Nicholas Ionides/SINGAPORE
Six Chinese carriers have agreed a wide-ranging commercial alliance aimed at challenging the soon-to-be formed giant groups headed by Air China, China Eastern Airlines and China Southern Airlines.
China Postal Airlines, Shandong Airlines, Shanghai Airlines, Shenzhen Airlines, Sichuan Airlines and Wuhan Airlines announced the partnership, to be known as China Sky Aviation Enterprises, at the end of April.
Although initially aimed at rationalising operations and reducing competition through codesharing and other ties, member carriers have not ruled out future equity links.
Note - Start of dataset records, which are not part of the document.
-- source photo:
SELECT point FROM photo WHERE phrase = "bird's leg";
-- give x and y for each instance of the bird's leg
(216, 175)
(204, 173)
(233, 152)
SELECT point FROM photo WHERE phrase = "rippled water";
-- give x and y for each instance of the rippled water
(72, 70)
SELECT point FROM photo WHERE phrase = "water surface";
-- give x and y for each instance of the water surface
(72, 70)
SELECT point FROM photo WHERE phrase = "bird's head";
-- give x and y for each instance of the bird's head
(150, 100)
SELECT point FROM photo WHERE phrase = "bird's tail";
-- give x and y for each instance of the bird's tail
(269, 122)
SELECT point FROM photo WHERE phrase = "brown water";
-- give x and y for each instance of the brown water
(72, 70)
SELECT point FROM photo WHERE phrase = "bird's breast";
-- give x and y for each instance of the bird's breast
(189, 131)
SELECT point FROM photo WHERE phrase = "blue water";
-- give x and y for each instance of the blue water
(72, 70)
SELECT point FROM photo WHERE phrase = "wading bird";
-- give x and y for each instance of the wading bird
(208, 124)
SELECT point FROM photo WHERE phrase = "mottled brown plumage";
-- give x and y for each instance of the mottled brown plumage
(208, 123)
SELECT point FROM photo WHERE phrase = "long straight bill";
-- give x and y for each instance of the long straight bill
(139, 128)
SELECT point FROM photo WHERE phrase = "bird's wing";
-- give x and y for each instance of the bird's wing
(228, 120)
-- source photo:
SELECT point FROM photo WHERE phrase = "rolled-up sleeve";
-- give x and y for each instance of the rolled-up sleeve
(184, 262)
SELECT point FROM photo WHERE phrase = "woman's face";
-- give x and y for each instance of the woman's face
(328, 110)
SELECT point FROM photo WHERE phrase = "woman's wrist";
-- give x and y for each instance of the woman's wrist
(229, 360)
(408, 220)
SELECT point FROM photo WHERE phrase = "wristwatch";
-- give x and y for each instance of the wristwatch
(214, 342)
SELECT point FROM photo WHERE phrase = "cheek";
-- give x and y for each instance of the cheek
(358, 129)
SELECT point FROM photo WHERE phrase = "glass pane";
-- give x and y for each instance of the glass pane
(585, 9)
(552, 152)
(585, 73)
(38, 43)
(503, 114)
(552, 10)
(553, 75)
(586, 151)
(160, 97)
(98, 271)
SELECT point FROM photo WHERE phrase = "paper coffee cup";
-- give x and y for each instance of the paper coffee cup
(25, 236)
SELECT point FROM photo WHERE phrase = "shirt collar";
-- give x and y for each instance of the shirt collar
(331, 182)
China Sky is aimed at helping its members avoid being swallowed by the major airlines, which are being expanded through the take-over of seven other airlines under the direct "control and administration" of the Civil Aviation Administration of China (CAAC).
The CAAC has been pushing carriers to consolidate for some time and has confirmed the make-up of its merger exercise.
Air China will take-over China Southwest Airlines and China National Aviation Corp (CNAC), owner of Zhejiang Airlines and Air Macau and main shareholder in Hong Kong-based Dragonair. China Eastern Airlines' parent Eastern Air Group will take-over China Northwest Airlines, Great Wall Airlines and Yunnan Airlines. Southern Airlines Group, parent of China Southern, will take-over China Northern Airlines and Xinjiang Airlines.
Although the merger plan only applies to the 10 airlines under direct CAAC control, second-tier carriers have been in consolidation talks to survive a possible second wave of forced rationalisation.
China Sky members have a combined fleet of around 100 aircraft, operating on some 500 routes. They say they will form the fourth largest airline grouping in the country.
Questions are being asked about the future plans of Hainan Airlines, which has also been aggressively seeking merger partners but which is not a China Sky member. Hainan last year acquired Changan Airlines and earlier this year agreed to take-over China Xinhua Airlines.
As part of the sweeping industry restructuring, the CAAC will cut equity ties in the airlines it directly controls. It has also confirmed that it will give up stakes in four aviation service companies, which will be merged into two.
The Civil Aviation Computer Information Centre will be combined with the Accounting Centre of China Aviation, CAAC minister Liu says, creating the Civil Aviation Information Service Group.
China Aviation Oil Supply Co and China Aviation Supplies Import and Export Corp will also merge, creating the China Aviation Security and Service Group Co.